There is no set cycle in which the FDA will inspect certain stores, but the OIG said the agency should prioritize and give greater weight to enforcement actions against retailers with histories of noncompliance issues.
Inspectors in some states also seemed to focus more on poor and minority neighborhoods rather than on stores that had a history of violations, the report says.
In its written response to the report, the FDA agreed that inspections were a key part of its mission to regulate tobacco and keep kids from smoking or vaping. The agency said it would discuss the issue of stricter enforcement with internal experts by November.
The FDA also agreed with the issue of disproportionately focusing on disadvantaged neighborhoods and said it would meet with staff and subject matter experts by December to decide how to better address and achieve health equity.
Dr. Brian King, director of the FDA’s Center for Tobacco Products, told CNN on Thursday that the agency is trying to shut down the illegal sale of tobacco to minors.
“The FDA’s enforcement work is a key part of the agency’s efforts to protect the public, particularly youth, from the risks of tobacco products. We are committed to using the full scope of our authorities to enforce the law across the entire supply chain – including manufacturers, importers, distributors and retailers,” King said in an email.
Advocates for better tobacco control, particularly for kids, welcomed the report.

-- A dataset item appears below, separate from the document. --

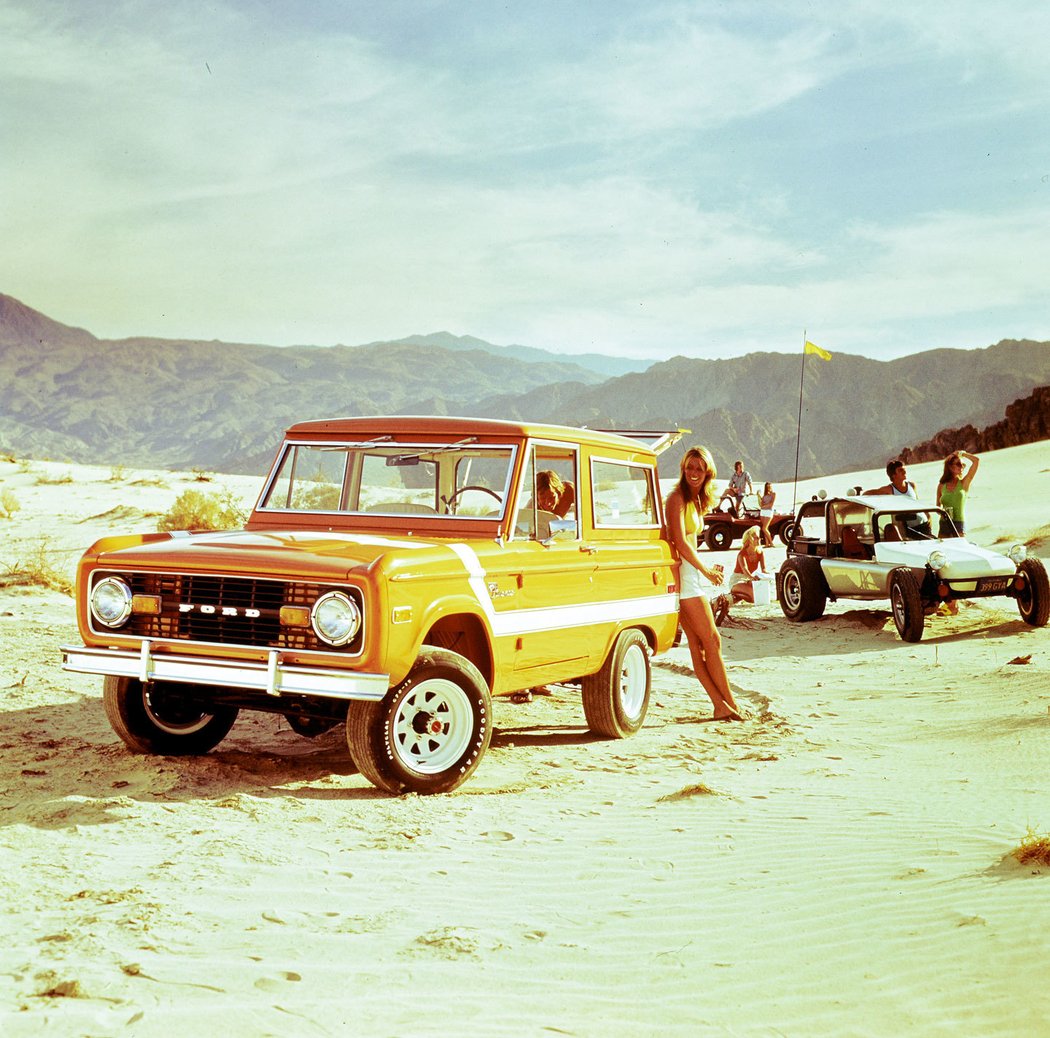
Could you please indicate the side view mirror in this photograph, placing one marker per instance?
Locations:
(562, 530)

“This underscores that FDA must do more to sharpen its enforcement work across the board, whether it’s retailers, whether it’s distributors, whether it’s manufacturers or importers,” said Erika Sward, assistant vice president of national advocacy with the American Lung Association. “FDA has better tools to use, and they need to use them.”
Sward said the FDA has additional tools to keep kids away from tobacco that it’s not using, such as ending the sale of menthol tobacco products and flavored cigars.
In April 2022, the FDA announced that it was going to ban popular menthol products and flavored cigars by August 2023. But the agency now says it will finalize the rules “in coming months.”
Menthol flavoring masks the taste of tobacco, making it more attractive to new smokers, especially children, studies show. Flavored cigars and cigarillos also seem to be attractive to children, particularly Black and Hispanic kids who are twice as likely to smoke them as their White classmates. In 2020, more young people said they tried a flavored cigar every day than tried a cigarette, according to the FDA.
“There are obviously very bad offenders selling these products to kids, and they need to be held accountable,” Sward said. “When there is less demand, ultimately, that is how there will be less youth access.”